The type of art that uses the body as a canvas to express someone’s feelings about something important in life. Some use it just to adorn themselves, like a permanent necklace or a bracelet. I’m not talking about piercings here, but tattoos, which are by no means a new fad – people have been applying permanent etchings to their skin for thousands of years.
In the past ten or twenty years though, this has become almost a fashion, like the mini skirt of the sixties or the ruffles and bows of the New Romantics in the eighties. But this is a fashion that you can’t discard: you can only embellish, add to or remove painfully.
Tattoos for cosmetic purposes
Maybe tattoos are a Marmite thing – love them or hate them. Opinions are definitely divided, and while some regard them as beautiful works of art, others see them as a mutilation. Sometimes a tattoo can have a very positive purpose, for example when concealing scarring such as this and no doubt restoring confidence to the person who has had to struggle with their body image.
But for the most part, I have to say I cannot find it in me to admire tattoos, however skilful the artist. I have seen amazing images and I have seen quite disgusting ones on the person of those who are happy to announce their innermost thoughts to the world via their own personal canvas.
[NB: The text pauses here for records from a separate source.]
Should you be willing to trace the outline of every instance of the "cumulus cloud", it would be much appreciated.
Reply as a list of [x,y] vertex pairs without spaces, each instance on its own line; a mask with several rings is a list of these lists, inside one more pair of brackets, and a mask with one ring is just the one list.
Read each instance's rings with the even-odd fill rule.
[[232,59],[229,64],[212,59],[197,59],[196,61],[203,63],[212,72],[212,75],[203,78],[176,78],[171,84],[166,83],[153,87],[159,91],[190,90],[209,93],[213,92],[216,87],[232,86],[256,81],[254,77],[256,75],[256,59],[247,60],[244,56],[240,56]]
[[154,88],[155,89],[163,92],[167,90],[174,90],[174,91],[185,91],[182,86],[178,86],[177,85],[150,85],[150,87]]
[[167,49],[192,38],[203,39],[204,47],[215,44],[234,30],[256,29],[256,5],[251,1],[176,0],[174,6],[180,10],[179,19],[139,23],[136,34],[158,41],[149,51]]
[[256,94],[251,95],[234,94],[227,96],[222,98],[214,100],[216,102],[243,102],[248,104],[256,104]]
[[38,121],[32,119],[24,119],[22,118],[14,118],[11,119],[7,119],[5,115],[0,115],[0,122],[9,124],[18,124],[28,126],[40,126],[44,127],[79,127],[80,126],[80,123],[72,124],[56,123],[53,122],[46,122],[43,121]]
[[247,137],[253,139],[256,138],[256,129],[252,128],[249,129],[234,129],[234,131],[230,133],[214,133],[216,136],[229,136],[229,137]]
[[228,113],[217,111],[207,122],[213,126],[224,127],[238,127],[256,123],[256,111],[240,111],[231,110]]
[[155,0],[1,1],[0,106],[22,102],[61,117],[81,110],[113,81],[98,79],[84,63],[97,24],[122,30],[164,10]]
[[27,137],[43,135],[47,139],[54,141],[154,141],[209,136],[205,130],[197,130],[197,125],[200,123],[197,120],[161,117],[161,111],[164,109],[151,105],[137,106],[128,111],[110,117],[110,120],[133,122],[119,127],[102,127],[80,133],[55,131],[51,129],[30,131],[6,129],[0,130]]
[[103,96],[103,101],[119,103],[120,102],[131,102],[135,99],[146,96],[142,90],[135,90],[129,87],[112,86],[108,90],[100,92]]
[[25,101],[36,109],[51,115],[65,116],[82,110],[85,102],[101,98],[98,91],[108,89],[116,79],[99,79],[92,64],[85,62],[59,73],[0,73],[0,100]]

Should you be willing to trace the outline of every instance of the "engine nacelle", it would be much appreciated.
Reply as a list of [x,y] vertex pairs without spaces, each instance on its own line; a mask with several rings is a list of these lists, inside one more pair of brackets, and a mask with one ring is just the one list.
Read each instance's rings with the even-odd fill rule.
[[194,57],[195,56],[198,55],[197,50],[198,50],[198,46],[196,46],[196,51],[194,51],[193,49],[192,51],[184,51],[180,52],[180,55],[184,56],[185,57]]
I particularly dislike artwork on females – without apology as my own daughters both have fairly small discreet ones – and I am dismayed when I see a bride, looking her most radiant and beautiful… with black ink snaking up her back and shoulders, completely ruining the vista for the congregation gathered to witness her marriage ceremony. I’m sorry but I find it quite disturbing and distracting.
Don’t forget to proofread!
But my distaste is sometimes accompanied by malevolent glee when it comes to tattoos with a message, not just the “Mum” tattoos, but those that carry a slogan, like wearing a T-shirt with “Keep calm and carry on” across it. The thing is, if you get bored with it or it doesn’t suit how you’re feeling on a particular day, you can wear a different T-shirt. But what if you were a cool dude in the seventies and you had “I love Gary Glitter” drilled across your forearms … slightly inappropriate now.
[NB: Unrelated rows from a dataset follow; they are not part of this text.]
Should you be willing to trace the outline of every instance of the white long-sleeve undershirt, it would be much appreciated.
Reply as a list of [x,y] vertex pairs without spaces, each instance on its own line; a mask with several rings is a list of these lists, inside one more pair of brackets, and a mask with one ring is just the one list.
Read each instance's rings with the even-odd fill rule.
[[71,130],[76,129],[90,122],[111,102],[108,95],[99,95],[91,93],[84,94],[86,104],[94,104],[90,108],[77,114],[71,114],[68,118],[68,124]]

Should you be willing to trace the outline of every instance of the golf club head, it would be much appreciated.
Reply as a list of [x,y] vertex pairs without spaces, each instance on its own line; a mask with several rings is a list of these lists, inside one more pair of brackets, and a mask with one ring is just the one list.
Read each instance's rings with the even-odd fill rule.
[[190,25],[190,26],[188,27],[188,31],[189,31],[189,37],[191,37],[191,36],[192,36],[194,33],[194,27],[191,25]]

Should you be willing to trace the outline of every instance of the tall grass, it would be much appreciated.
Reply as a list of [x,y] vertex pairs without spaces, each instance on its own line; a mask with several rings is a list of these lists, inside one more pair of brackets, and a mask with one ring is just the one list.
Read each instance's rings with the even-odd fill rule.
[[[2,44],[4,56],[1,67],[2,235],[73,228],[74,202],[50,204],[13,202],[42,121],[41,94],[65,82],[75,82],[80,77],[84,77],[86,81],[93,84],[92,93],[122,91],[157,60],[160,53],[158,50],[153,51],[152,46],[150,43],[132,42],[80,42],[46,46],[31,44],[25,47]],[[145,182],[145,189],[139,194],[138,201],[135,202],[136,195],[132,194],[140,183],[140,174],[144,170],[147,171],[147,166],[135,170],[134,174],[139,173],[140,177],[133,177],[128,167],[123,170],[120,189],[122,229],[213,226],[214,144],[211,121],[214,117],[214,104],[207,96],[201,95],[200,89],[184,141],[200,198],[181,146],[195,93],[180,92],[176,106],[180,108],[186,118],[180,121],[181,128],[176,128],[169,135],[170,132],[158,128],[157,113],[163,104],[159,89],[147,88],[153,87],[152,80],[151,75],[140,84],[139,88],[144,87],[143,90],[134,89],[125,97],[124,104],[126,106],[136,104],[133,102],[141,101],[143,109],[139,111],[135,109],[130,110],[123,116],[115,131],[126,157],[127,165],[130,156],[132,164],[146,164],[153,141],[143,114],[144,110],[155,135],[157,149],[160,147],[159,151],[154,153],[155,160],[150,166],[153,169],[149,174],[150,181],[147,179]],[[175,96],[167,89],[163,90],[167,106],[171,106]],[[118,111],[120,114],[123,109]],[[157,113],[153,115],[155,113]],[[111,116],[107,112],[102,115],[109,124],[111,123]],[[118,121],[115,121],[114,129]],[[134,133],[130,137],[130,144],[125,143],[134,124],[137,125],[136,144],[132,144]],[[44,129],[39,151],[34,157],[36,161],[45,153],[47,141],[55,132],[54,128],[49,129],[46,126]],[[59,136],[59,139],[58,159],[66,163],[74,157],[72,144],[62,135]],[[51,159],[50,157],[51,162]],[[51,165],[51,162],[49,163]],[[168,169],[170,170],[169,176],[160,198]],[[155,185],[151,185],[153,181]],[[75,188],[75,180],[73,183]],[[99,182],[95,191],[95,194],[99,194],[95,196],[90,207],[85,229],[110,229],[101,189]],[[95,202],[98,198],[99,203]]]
But it gets funnier – especially as people are less and less worried about their spelling since the advent of mobile phones and texting – we shorten words wherever we can to speed things up, and accurate spelling has gone right out of the window. It doesn’t occur to some to proofread what is about to label them for life!
The moral of the story
So do I laugh or cry when I see this sort of thing? I cry for the foolish person who thought it was such a good idea to have a typo written in indelible ink on their skin for all the world to judge their bad taste, and I despair for the future of the proofreading profession – or perhaps I should become the world’s first proofreading tattoo artist myself!